Traditional accounts of the life of St. Gregory the Illuminator blend the objective reality of his life with legends.  We can, however, be reasonably sure of certain details.  He, a native of Armenia, grew up and studied in Cappadocia, in Asia Minor, in the Eastern Roman Empire.  There he converted to Christianity.  Eventually St. Gregory returned to Armenia.  He became the “Apostle of Armenia,” converting even King Tiridates III “the Great” (reigned 287-330), once a persecutor of Christianity, circa 301.  The following year the monarch, who made Christianity the official religion of the realm, appointed St. Gregory the Patriarch of Armenia and Catholicos of the See of St. Echmiadzin and All Armenians.  St. Gregory retired to a monastery in 325.  There he died seven years later.   His successor as Patriarch and Catholicos was a son, St. Aristakes I (in office 325-333), who attended the Council of Nicaea (325).
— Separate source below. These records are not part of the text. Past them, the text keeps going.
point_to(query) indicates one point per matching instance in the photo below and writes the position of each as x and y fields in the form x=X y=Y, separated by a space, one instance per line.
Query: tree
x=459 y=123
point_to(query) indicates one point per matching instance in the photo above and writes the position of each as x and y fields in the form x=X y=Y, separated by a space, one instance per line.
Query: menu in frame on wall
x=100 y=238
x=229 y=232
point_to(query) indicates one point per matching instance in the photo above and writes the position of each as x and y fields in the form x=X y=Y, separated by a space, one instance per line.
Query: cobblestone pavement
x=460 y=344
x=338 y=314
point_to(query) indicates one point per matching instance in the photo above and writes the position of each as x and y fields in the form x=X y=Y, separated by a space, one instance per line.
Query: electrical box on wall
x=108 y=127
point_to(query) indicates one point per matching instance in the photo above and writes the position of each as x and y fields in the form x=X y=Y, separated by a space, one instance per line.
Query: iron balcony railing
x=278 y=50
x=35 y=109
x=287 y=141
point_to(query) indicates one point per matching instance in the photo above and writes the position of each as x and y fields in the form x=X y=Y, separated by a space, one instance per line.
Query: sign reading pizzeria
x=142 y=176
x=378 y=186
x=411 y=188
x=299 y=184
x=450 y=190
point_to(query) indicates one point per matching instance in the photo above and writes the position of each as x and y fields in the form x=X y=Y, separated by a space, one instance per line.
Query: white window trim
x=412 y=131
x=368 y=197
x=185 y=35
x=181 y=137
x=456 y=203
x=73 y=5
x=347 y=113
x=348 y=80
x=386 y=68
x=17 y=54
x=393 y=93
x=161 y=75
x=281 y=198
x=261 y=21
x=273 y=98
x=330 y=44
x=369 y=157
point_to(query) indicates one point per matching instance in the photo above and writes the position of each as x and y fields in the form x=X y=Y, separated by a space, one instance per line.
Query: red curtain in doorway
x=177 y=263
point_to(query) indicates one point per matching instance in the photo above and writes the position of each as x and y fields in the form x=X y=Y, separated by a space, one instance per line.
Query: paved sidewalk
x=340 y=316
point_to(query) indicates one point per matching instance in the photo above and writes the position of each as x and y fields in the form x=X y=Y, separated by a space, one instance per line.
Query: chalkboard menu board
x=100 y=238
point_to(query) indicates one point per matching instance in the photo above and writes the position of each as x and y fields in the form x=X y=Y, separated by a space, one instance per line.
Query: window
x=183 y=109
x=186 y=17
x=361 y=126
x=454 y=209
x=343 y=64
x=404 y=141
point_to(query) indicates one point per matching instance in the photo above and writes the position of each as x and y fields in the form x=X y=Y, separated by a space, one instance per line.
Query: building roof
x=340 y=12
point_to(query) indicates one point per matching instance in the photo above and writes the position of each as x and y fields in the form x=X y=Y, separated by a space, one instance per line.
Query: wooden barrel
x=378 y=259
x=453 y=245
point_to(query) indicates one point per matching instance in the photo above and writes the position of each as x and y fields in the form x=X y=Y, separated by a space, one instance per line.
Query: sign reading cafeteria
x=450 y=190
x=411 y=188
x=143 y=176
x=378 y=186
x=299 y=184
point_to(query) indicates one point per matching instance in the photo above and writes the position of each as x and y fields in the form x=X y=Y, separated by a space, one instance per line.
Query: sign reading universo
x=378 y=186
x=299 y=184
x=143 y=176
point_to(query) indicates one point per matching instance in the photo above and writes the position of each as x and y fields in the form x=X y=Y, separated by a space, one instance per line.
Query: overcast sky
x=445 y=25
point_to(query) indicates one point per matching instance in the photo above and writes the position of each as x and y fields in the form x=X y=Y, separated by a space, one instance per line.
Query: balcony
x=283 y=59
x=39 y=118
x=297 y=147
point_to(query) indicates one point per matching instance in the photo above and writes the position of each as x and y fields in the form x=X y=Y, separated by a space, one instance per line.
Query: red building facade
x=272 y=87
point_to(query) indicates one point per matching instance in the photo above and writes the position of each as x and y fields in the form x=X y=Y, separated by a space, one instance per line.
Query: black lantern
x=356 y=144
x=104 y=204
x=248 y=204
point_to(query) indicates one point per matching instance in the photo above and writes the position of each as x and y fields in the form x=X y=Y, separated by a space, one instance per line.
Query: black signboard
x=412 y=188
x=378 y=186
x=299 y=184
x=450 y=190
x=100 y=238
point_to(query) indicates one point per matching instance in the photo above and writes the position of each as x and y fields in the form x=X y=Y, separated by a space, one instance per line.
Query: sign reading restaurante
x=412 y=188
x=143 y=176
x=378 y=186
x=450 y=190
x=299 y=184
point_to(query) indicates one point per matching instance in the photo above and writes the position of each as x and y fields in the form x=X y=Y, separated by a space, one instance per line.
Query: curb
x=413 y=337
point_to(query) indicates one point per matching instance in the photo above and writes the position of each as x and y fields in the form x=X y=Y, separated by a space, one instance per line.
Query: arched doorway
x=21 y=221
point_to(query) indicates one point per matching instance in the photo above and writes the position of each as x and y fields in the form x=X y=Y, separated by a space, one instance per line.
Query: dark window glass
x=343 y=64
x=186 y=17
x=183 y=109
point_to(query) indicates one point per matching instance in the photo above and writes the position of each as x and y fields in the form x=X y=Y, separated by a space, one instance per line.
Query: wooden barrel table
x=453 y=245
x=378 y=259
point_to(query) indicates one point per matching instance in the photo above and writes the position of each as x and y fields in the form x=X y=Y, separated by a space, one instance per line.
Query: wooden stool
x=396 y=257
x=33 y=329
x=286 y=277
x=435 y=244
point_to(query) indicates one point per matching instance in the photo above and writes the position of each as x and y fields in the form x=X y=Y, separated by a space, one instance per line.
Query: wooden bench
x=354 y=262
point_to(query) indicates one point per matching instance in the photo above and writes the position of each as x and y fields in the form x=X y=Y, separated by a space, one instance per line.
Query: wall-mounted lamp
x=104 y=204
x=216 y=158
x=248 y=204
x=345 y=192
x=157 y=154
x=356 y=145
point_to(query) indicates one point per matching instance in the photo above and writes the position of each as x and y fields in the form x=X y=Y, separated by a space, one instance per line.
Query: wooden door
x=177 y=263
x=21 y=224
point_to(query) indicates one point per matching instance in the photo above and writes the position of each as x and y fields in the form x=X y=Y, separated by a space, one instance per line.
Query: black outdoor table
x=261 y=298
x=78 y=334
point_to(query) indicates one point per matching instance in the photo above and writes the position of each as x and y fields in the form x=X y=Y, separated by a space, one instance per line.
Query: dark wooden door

Many of the earliest Patriarchs of Armenia and Catholicoses of the See of St. Echmiadzin and All Armenians belonged to a hereditary lineage, that of the Arsacid Dynasty.  After St. Aristakes I came St. Vrtanes I (in office 333-314), succeeded by his son, St. Husik I (in office 341-347).  His grandson was St. Nerses I “the Great” (in office 353-373).  St. Nerses I was a martyr, for a monarch he had rebuked poisoned him.  St. Nerses I’s son and eventual successor was St. Isaac (a.k.a. Sahak) the Great.

Armenia was in a geopolitically difficult position, for it bordered the Eastern Roman Empire on the west and the Sassanian (Persian) Empire on the east.  In terms of religion the Eastern Roman Empire had been influential in the kingdom for most of the period following the time of St. Gregory the Illuminator.  In 387 the Eastern Roman and Sassanian Empires partitioned Armenia.  The Eastern Romans gained Western Armenia.  Eastern Armenia became a Sassanian vassal state, which it remained until 428, when it became a province.

St. Isaac, of royal origin and born in 354, wed, but entered a monastery after his wife died.  He became the Patriarch of Armenia in 390.  As the Patriarch, St. Isaac established the independence of the Armenian Apostolic Church.  Also, he stopped the practice of married bishops, enforced Byzantine canon law, resisted Persian religious influences, built churches and schools, and encouraged monasticism.  Furthermore, Patriarch St. Isaac the Great supported the creation of an Armenian alphabet and translated part of the Bible into Armenian in cooperation with St. Mesrop (died 441).  St. Isaac also initiated the development of an Armenian liturgy.  Sassanian Persians forced St. Isaac to retire as Patriarch in 428, after 38 years in office.  Yet he returned to his post two years later, holding it for the last decade of his life.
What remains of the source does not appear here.